Senhorzinho, pela alma de sua mãe…

Raimundo fez menção de vasculhar o bolso; mas o homem, com um movimento a que não faltava dignidade, conteve-o. Não era estranho que Raimundo tomasse aquele indivíduo por um mendigo. Ele usava roupas, se não andrajosas, puídas e remendadas, e tamancos muito gastos. Seu rosto estava curtido pela intempérie, avermelhado e seco; e seus olhos lacrimejantes, de pálpebras flácidas, e seu rosto esgotado e famélico traíam não apenas a sua idade, mas a miséria profunda.

O que queres? — perguntou Raimundo, num tom frio e peremptório.

O que quero? Quero… que eles não nos deixem morrer de fome, senhorzinho. Pela saúde de quem mais amas! Pela saúde da senhorita e do menino que acaba de nascer! Eu sou João, o oleiro, que leva uma barbaridade fazendo telha lá no bosque, senhorzinho…

O meu genro me ajudava, mas Deus levou-o para si, e fiquei com a filha grávida e, eu, ancião, sem forças para amassar o barro... E porque me atrasei no pagamento da renda, querem me tirar a olaria, senhor, a olaria, que é o nosso pão e o nosso socorro!

Raimundo deu de ombros. O que ele tinha a ver com essas bagatelas de pagamentos e cobranças? Eram coisas para o mordomo. Que lhe deixassem em paz, caçando e divertindo-se! A única coisa que lhe ocorreu responder ao pobre-diabo foi uma objeção:

Se, a final de contas, não podes trabalhar, de que te adianta a olaria?
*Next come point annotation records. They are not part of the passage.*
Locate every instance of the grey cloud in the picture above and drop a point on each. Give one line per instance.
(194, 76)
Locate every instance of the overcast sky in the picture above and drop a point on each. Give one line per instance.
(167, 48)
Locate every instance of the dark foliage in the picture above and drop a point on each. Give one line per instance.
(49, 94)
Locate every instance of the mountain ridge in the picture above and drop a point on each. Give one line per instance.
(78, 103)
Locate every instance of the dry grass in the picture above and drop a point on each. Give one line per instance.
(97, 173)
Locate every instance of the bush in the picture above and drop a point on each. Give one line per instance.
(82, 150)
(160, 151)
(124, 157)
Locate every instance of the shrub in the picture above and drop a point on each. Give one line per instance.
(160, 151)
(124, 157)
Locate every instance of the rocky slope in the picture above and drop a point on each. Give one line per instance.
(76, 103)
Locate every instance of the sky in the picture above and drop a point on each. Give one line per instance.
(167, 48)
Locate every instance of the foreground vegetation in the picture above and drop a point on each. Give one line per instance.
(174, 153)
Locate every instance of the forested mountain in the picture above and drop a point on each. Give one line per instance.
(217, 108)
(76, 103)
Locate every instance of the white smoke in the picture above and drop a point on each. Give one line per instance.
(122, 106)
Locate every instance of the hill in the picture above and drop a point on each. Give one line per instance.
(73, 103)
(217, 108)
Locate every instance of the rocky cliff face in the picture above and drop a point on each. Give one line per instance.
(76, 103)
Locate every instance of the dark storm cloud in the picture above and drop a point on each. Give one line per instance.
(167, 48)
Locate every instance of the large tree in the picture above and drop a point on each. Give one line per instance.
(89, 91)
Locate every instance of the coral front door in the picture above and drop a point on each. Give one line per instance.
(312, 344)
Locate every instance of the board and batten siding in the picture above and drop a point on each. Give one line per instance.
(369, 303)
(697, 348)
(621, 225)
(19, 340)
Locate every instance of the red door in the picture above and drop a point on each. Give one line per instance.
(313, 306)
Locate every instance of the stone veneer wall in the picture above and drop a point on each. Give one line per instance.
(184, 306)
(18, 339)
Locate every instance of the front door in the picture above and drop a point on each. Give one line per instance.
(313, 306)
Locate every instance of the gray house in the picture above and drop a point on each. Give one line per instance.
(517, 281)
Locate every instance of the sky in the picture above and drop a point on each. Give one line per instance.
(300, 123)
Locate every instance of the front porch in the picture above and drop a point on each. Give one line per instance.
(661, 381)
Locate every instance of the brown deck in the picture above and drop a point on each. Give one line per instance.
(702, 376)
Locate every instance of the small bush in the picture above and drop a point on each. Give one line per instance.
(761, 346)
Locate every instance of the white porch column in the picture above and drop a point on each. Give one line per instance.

Senhorzinho, pelas almas... Escuta a santa verdade ... Procurei um rapaz que me ajudasse, e já o contratei a quatro reais, e, mesmo que suemos a alma — eu a gerenciar, ele a amassar e cozer —, pagamos, lá pelo Ano Novo, somente a metade da dívida. Não te peço esmola, senhor, pois quero ganhar meu sustento com as minhas mãos... Lembra-te que somos todos mortais, senhorzinho! E que tenho que alimentar duas bocas: a filha parida e o recém-nascido... A filha, por falta de sustança, está ficando sem leite, senhor, porque, em não tendo, com perdão, o que meter entre os dentes, o seu corpo não dá coisa alguma, nem para a criança, nem para o trabalho...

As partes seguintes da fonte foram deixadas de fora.